Recuerdo un BAZOFI en el que Peña armó un doble programa de películas dirigidas por pornógrafos. Una era Chaussette surprise, de Jean-François Davy, coescrita con Jean Claude Carrière y protagonizada por Anna Karina. La otra, La saignée, de Claude Mulot. La traducción literal de su título sería “El sangrado” o, más precisamente, “Flebotomía”, pero la elegancia del traidor que tradujo el título la volvió Las leyes del juego. Si no recuerdo mal, fue precisamente en la presentación de esta última donde Peña destacó las libertades que suelen destacar a las óperas primas. A las buenas óperas primas, claro está. Según Peña esta libertad viene de su ambición, del hambre por comerse el mundo que significa hacer una primera película: tiene que “sacudir el tablero” e imponer como novedad el nombre de quien la hizo. Ahí, en ese hambre, es donde se encuentra contenida la vitalidad y su consecuente libertad. 

La saignée (Mulot)

Las leyes del juego arranca con un gánster que se encuentra a su esposa encamada con su joven amante. La mujer grita y el hombre dispara a quemarropa contra los cuerpos desnudos. Al tratarse de la primera escena de la película y consistir en semejante shock suponemos que lo que está por venir tendrá que ver con las consecuencias de lo acontecido, con el gánster como personaje principal del relato. Pero no: entra un botones al cuarto y ve la escena del crimen y, lo más importante, a su responsable. Cruzan miradas rápida y brevemente, porque el joven trabajador sale corriendo horrorizado. Sale del hotel. Corre por las calles de Nueva York. Corre, corre y corre. La patada se dilata y como espectadores tenemos que reconfigurar lo que suponíamos. Ahora parecería ser ese joven el protagonista de la película.

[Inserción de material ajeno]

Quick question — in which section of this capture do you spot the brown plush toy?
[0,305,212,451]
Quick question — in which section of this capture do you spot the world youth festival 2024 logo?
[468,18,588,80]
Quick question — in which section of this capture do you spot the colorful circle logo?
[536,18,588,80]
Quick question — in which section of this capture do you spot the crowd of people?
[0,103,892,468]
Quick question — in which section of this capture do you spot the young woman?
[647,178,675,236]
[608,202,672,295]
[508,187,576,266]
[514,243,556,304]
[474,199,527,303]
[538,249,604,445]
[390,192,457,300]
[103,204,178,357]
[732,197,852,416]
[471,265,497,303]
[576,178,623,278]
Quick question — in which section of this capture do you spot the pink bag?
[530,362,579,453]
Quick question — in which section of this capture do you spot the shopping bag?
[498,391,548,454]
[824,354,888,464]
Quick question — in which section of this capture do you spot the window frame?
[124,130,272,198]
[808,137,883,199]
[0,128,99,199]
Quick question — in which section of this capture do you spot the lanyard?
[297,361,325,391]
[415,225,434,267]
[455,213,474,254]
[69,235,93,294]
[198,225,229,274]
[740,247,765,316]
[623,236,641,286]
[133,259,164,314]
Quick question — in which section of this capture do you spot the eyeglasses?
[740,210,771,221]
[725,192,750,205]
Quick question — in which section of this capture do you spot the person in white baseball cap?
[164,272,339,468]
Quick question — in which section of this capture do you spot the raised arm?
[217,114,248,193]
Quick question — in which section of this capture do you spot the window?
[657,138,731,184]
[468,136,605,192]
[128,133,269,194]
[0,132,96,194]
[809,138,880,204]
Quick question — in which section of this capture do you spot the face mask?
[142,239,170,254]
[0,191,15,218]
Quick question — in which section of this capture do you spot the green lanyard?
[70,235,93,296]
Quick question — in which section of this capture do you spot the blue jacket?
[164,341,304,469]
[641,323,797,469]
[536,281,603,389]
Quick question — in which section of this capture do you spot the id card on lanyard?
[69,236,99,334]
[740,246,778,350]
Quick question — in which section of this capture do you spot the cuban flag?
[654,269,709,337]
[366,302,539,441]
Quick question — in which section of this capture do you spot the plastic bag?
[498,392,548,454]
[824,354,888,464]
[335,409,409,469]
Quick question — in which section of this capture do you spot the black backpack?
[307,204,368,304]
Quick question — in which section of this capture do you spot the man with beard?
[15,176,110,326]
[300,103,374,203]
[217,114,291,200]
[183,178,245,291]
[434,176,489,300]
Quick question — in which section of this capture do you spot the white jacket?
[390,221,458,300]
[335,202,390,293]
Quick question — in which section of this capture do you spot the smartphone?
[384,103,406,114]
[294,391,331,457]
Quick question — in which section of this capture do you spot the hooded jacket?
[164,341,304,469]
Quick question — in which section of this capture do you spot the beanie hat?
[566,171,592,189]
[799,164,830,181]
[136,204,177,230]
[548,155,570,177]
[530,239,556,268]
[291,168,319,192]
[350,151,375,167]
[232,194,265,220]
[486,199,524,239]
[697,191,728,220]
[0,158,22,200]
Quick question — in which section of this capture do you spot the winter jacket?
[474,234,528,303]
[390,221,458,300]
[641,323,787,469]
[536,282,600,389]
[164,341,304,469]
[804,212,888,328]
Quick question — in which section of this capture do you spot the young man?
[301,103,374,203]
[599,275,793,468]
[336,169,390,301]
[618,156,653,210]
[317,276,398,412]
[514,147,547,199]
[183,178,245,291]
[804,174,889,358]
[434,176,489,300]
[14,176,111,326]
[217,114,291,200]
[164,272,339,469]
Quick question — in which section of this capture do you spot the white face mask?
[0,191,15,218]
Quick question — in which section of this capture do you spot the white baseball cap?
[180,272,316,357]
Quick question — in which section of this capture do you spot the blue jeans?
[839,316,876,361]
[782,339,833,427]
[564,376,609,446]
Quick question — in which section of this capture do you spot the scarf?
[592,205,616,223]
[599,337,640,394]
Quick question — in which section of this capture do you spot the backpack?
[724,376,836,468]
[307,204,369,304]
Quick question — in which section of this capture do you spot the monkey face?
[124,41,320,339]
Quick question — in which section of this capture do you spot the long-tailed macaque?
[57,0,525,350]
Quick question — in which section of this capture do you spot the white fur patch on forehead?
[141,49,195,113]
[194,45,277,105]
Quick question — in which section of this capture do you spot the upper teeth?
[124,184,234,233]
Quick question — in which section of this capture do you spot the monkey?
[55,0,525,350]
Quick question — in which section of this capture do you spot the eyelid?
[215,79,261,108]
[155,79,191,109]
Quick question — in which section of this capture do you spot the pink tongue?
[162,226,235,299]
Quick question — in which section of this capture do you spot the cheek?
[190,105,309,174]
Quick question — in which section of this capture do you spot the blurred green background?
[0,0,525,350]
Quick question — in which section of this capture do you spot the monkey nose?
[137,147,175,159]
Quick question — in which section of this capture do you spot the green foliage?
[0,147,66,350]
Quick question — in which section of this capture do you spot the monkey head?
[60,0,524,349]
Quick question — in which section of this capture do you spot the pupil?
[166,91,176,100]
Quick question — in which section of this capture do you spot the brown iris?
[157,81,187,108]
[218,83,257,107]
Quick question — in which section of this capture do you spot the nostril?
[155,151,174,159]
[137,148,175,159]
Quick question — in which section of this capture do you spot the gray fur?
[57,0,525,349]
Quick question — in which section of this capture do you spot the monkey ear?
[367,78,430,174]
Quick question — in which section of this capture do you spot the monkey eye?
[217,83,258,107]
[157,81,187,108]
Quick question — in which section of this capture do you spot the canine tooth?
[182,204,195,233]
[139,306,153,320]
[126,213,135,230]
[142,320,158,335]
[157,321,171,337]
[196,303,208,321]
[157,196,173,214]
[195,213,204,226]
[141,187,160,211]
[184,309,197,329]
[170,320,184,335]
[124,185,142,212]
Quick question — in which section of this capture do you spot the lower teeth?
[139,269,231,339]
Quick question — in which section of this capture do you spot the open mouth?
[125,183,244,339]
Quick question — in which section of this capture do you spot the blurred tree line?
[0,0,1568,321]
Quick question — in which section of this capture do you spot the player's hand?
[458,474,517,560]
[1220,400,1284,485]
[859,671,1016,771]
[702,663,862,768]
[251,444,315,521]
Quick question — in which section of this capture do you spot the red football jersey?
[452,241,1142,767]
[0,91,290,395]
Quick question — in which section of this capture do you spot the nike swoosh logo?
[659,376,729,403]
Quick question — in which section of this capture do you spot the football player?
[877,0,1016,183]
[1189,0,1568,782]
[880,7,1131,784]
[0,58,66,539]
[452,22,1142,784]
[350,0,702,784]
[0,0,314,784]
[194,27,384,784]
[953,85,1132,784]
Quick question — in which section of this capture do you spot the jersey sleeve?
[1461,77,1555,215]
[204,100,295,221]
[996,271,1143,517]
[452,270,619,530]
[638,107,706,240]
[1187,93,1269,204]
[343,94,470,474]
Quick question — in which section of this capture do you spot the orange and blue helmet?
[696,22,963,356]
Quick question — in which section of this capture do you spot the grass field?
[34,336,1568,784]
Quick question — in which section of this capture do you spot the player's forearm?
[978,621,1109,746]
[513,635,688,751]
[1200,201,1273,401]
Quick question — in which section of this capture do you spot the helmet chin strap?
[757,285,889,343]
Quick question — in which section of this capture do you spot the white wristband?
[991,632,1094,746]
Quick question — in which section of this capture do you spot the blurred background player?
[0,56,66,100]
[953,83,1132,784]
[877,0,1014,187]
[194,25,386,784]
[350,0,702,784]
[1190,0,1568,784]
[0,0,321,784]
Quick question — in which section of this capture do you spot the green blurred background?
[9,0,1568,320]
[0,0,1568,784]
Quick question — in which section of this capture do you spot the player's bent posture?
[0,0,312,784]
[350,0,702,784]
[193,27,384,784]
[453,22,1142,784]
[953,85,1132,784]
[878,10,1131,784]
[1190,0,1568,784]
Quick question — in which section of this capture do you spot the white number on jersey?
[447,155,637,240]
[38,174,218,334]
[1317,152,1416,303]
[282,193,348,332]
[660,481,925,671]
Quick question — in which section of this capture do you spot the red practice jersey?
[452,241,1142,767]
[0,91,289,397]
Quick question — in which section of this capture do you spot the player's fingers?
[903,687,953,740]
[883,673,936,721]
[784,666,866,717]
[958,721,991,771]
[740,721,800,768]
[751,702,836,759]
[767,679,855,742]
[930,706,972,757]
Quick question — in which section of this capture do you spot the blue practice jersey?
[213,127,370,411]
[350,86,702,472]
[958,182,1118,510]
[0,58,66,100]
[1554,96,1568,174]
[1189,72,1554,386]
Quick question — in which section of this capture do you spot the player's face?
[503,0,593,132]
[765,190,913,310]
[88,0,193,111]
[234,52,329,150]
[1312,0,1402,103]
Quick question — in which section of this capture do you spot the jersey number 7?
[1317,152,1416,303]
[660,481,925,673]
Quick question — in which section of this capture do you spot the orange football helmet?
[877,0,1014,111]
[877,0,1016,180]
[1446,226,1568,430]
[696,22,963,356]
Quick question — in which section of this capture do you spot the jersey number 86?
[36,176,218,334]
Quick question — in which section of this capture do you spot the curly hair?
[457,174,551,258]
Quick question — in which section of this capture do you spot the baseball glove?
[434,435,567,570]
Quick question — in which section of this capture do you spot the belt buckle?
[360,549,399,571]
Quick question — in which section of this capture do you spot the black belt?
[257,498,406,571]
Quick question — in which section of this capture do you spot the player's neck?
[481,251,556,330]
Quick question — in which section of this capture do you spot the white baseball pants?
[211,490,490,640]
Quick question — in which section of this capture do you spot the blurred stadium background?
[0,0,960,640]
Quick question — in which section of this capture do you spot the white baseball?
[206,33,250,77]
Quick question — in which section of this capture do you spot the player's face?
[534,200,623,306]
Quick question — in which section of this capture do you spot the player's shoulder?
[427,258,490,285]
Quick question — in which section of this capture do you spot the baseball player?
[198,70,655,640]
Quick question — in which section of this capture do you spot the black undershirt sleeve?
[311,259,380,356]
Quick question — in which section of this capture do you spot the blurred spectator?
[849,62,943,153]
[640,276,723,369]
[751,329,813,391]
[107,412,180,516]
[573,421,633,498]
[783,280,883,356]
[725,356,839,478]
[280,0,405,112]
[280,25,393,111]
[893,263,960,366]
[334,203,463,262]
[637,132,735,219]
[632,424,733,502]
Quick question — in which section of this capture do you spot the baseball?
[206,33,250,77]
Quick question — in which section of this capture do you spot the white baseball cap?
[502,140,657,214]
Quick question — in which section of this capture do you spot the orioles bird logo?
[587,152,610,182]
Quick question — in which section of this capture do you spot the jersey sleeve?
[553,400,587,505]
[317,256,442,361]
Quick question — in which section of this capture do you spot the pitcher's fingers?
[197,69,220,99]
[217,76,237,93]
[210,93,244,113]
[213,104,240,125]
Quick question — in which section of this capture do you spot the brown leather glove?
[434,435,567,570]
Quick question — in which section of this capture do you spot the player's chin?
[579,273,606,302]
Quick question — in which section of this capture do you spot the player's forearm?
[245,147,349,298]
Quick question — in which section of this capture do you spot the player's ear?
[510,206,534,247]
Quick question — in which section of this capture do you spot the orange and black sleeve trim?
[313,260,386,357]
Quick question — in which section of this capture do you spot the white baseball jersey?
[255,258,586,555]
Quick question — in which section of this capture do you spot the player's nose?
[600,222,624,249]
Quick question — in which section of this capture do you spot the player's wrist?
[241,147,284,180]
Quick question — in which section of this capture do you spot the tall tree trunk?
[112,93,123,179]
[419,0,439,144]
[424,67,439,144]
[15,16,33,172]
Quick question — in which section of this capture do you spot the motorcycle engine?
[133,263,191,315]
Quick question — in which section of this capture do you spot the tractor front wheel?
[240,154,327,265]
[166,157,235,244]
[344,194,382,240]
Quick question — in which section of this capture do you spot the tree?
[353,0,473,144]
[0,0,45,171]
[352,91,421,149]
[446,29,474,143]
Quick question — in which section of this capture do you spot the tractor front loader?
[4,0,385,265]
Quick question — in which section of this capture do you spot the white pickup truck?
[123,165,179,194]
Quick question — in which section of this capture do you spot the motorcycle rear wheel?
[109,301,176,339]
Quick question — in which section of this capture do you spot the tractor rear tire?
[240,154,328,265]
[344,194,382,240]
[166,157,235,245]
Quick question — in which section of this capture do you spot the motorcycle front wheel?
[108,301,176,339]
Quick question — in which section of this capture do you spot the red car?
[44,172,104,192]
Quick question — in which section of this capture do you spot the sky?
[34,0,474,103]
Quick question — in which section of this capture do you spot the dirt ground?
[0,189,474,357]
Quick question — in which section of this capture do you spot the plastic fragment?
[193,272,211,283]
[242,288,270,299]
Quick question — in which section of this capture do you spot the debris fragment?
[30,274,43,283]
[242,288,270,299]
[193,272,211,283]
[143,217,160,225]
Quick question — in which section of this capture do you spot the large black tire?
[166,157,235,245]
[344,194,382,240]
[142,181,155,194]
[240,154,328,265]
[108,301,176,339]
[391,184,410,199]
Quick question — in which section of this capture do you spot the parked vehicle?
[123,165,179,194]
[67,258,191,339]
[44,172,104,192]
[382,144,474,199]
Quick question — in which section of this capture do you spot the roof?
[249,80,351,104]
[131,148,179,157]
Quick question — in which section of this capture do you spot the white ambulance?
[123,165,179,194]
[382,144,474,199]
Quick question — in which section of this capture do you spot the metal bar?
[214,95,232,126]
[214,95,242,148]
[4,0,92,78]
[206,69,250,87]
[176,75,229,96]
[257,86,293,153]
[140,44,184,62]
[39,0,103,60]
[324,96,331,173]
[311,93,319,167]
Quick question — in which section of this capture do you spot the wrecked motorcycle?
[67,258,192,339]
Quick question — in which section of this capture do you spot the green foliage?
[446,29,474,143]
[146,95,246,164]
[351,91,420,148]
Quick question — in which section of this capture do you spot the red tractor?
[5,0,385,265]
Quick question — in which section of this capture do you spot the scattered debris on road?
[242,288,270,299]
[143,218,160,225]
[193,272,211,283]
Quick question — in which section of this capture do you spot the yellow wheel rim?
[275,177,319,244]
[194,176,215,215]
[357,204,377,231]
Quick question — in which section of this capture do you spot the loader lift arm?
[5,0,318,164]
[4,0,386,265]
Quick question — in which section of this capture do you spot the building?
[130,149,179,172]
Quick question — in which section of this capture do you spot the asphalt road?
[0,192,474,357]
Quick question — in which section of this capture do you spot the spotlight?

Y de cierta forma lo es. Lo que sigue es el retorno del chico a su pueblo natal para esconderse de un asesino serial (interpretado por el hijo de Chaplin) contratado por el gánster que lo busca para asesinarlo. En paralelo un policía también lo busca para que salga de testigo. Toda la película oscila entre la melancolía de volver a donde uno comenzó a vivir y el riesgo de, justamente, perder esa vida. El tono es deforme y los personajes están, diría un script doctor, demasiado caracterizados.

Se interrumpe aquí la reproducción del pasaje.